Picking up from where I left off

As the holidays approach, I wanted to post one more instalment from my painting dairies, before things get too busy. Also, to take a moment to express my gratitude for everyone who has supported me, took an interest in my work, and look for more to come in the new year. I wish you a very Merry Christmas and all the best in 2010!

Peace

A continuation from my painting dairies and so, for the next few years I painted…

I would say the works that followed were studies. I began working on my technique and painted mainly from still life and photographs. Often I would cut dead flowers or bring branches and twigs into my studio and paint the same forms over and over again. But instead of painting the vase and the room the still life sat in, I would zoom in, like you do with a camera lens. Then layer the forms on top of one another, having them fill the entire canvas. The technique gives the spaces around the lines (negative spaces) as much importance as the line or the subject it’s self. I still use this device today although I don’t work with still life much anymore.
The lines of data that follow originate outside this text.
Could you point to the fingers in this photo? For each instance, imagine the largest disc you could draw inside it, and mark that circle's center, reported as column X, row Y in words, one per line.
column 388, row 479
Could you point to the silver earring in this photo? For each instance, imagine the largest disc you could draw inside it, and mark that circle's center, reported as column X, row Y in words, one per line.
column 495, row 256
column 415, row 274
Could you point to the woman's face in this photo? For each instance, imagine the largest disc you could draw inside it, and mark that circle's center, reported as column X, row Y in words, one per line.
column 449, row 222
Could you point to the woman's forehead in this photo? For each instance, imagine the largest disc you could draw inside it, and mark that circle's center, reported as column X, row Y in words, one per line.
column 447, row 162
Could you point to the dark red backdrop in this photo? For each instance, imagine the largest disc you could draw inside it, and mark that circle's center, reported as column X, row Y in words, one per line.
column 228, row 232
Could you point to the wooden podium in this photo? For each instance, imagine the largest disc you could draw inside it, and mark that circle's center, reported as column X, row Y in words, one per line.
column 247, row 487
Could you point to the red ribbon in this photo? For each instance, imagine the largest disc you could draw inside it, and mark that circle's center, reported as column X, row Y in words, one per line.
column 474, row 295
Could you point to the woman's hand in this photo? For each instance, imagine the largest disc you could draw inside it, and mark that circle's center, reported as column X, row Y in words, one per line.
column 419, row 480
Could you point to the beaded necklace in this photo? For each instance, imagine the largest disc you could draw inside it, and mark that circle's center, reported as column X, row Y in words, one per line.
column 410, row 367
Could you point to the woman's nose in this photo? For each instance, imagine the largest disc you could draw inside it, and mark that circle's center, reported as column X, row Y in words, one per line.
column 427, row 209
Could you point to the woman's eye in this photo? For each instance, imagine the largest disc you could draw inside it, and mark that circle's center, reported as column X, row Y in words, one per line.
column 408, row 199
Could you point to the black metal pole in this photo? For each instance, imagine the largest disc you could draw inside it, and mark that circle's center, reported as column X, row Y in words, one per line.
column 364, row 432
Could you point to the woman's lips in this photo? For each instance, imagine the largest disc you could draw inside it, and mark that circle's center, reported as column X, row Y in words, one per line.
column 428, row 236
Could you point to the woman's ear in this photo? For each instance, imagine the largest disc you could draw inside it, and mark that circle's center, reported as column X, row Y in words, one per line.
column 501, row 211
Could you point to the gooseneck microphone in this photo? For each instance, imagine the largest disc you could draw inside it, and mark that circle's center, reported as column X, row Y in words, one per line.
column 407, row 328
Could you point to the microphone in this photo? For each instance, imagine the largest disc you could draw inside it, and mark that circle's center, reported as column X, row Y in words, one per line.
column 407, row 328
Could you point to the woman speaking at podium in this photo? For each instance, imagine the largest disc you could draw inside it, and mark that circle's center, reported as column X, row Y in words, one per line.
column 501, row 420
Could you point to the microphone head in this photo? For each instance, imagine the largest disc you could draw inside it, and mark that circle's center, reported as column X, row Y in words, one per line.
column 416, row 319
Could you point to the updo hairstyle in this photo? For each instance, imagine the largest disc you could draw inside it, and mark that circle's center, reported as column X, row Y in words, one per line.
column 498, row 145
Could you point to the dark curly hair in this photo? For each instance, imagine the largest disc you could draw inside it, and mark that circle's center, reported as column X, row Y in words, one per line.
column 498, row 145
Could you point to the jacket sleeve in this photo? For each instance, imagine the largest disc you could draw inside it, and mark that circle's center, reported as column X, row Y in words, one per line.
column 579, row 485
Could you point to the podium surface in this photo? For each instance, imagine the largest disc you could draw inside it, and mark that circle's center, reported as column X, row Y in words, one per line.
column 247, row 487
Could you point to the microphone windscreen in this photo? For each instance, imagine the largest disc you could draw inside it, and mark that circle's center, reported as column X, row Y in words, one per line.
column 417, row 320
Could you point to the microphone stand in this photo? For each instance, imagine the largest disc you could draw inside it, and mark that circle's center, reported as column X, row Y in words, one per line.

From this period, I experimented a lot with in the same theme, but I would say it was not a cohesive body of work. I had some gems in the rough, sort of the way golfers describe that one great shot that brings them back. I had some paintings like that, glimpses of greatness. I had a great painting instructor at ACAD, Don Kottmann he was known around the college as the “hockey coach of painting”. Practice, practice, practice, how do you get better at painting he would ask… the answer paint. As I developed my studio practice and went on to teach myself, I found myself often using Don’s techniques with my own students, quick paintings to warm up follow by repetition, painting the same still life over and over again.